Litigation Lawyers in Columbia
"Civil procedure" refers to the wide variety of rules that govern the process of civil litigation in Columbia, Kentucky. It does not deal with the substantive rights that the litigation system is meant to protect, just the process by which it protects them.
The civil procedure rules in Columbia, Kentucky are designed around a few simple goals for the civil litigation system: efficiency, accessibility, cost-effectiveness, and, most importantly, fairness.
In Columbia, Kentucky, civil litigation is often extremely complicated. So, it shouldn't be a surprise that the rules of civil procedure can also be fairly complex. After all, they govern everything from the first document filed by the plaintiff, to the last ruling issued by an appeals court.
Major Columbia, Kentucky Civil Procedure Issues
Complaint: Perhaps the most important part of filing a lawsuit in Columbia, Kentucky is the complaint. The complaint is a document filed with a Columbia, Kentucky court that lays out the plaintiff's (the person filing the suit) allegations against the defendant (the person being sued), as well as the relief that the plaintiff is seeking from the court.
Answer: For the defendant, the answer is usually the first document they file in a lawsuit. As the name suggests, it "answers" the plaintiff's complaint. The answer typically denies most, or all, of the allegations made by the plaintiff. If the allegations are factually correct, and the defendant knows this, the defendant might admit that the allegations are true, but because of extenuating circumstances, they should not be held liable. For example, in a lawsuit for battery, a defendant might admit that they did strike the plaintiff, but claim that they were acting in self-defense, which would negate or weaken the plaintiff's case.
Discovery: The civil procedure rules in Columbia, Kentucky were written with the purpose of, among other things, avoiding surprises. For that reason, everyone involved in a lawsuit goes into trial with a pretty good idea of what evidence the other side has.

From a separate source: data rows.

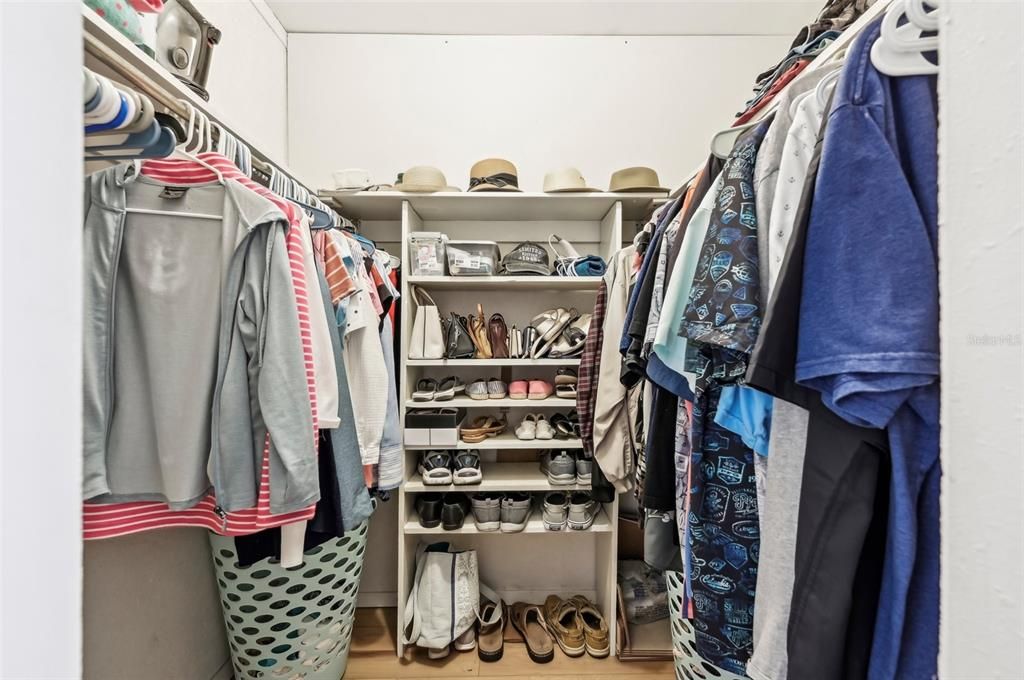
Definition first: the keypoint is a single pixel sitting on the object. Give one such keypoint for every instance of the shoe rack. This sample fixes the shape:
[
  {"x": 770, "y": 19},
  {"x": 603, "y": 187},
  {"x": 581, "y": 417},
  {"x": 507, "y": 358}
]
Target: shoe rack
[{"x": 534, "y": 563}]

This is largely because of the discovery process, during which the attorneys for both sides are required to disclose (with some exemptions) all information relevant to the trial which they have in their possession. These disclosures come in multiple forms, such as simply sending boxes of documents, deposing witnesses, or submitting written questions to the other side, which the recipient is obligated to answer under oath.
Trial: In Columbia, Kentucky, it's actually extremely rare for civil lawsuits to go to trial. Of all the lawsuits that are filed, only a tiny minority make it to trial. The majority are either dismissed, or settled. This is by design: the civil procedure rules in Columbia are specifically meant to encourage early resolution of legal disputes, without resorting to a costly and time-consuming trial. However, when a case does go to trial, it is for the purpose of a jury resolving all of the factual disputes between the parties. Each side will present evidence obtained through the discovery process, call witnesses, and make arguments on behalf of their position. Once the jury reaches a verdict (a finding of fact), the judge enters a judgment on the verdict.
How Can a Columbia, Kentucky Lawyer Help?
If you are facing a legal issue of any kind in Columbia, Kentucky, you are going to encounter civil procedure issues.
In Columbia, Kentucky, procedural problems can derail an otherwise-valid case. They can also be some of the most obtuse and convoluted issues in the whole case. Therefore, you should not go into something like this without the counsel of an attorney.